Le rôle des thérapies ciblées a été abordé. Sur des modèles précliniques, les anti-angiogéniques induisent des anomalies au niveau de l’hippocampe se traduisant par des modifications de la flexibilité cérébrale et des capacités d’apprentissage. Ces anomalies ne sont pas retrouvées par exemple avec les inhibiteurs de M-Tor. Les premières études cliniques tendent à confirmer l’impact des anti-angiogéniques inhibitrices des tyrosines kinases sur les fonctions cognitives des patients.
- Les populations à risques : la spécificité des populations à risque telles que les enfants et les patients âgés a été également abordée.
Cancer pédiatrique : L’irradiation encéphalique chez les enfants restent encore une source majeure de retard du développement cérébral et par conséquent de troubles cognitifs à l’âge adulte. A ce jour, sont développées des stratégies thérapeutiques visant à éviter ou limiter l’irradiation cérébrale du jeune enfant.
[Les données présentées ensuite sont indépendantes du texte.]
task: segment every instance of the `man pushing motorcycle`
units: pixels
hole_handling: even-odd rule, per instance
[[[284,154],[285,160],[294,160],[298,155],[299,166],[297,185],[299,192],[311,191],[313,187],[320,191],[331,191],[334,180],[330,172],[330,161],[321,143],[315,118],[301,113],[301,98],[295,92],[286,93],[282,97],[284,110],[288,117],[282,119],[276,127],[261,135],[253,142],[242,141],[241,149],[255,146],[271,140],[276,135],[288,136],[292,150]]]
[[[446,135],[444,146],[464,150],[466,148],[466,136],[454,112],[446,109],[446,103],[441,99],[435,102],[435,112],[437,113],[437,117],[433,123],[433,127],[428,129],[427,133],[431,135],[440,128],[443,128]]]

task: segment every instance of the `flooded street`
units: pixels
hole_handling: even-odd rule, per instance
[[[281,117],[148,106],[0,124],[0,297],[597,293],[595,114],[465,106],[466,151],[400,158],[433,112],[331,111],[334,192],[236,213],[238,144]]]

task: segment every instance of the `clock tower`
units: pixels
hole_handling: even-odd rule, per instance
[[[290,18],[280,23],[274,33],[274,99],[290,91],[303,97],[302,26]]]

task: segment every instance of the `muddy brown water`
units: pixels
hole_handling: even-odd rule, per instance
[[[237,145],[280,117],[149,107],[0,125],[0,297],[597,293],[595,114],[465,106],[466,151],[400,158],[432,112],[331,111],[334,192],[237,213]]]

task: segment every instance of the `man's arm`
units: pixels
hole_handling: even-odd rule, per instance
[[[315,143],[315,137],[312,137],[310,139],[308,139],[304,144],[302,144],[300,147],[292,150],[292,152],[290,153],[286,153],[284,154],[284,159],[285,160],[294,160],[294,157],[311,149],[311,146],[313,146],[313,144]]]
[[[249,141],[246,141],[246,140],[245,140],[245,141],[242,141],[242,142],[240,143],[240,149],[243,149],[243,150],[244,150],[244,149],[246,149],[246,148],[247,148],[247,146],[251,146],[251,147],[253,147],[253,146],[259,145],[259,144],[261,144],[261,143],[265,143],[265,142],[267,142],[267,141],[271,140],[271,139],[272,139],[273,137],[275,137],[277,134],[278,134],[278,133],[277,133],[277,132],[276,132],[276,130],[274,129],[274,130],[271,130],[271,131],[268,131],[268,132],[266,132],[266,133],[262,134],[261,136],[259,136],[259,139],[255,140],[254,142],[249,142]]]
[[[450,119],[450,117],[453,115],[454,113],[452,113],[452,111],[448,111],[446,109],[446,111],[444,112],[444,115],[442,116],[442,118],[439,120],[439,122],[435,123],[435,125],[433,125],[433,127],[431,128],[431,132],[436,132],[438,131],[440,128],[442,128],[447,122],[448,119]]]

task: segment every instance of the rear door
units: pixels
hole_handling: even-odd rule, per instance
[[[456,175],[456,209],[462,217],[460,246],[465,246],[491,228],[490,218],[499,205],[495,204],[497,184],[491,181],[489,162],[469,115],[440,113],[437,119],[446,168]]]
Patients âgés : Un lien a été observé entre la survie et les performances cognitives de patients âgés à l’initiation du traitement. Dans le cancer du sein, les patientes âgées semblent plus à risque de développer un déclin cognitif à l’issue du traitement adjuvant. Se pose également le problème de troubles cognitifs induits par l’âge qui peut avoir un impact sur l’observance des traitements oncologiques oraux.
- Détection des troubles cognitifs: intérêt d’un consensus pour l’évaluation des troubles cognitifs (principalement mémoire épisodique, mémoire de travail, fonctions exécutives, attention et vitesse de traitement) en cancérologie. Le groupe français GREC-ONCO (Groupe de Réflexion sur les Evaluations Cognitives en ONCOlogie) propose une batterie de tests spécifiques pour la cancérologie. Il demeure des difficultés méthodologiques de quantification du déclin cognitif en l’absence de sujets sains.
- Comment aider les patients ayant une plainte cognitive : ce sujet a été abordé sous forme d’une table ronde en présence d’un représentant de l’AFSOS (Association Française des Soins Oncologiques de Support). Les troubles des fonctions cognitives sont un symptôme qui existe réellement. La plainte cognitive peut également être le reflet de troubles de l’adaptation psycho-affective qu’il faut savoir identifier pour bien orienter les patients vers une prise en charge spécifique. Des expérimentations d’ateliers de rééducation cognitive ou d’activité physique adaptée sont en cours d’évaluation.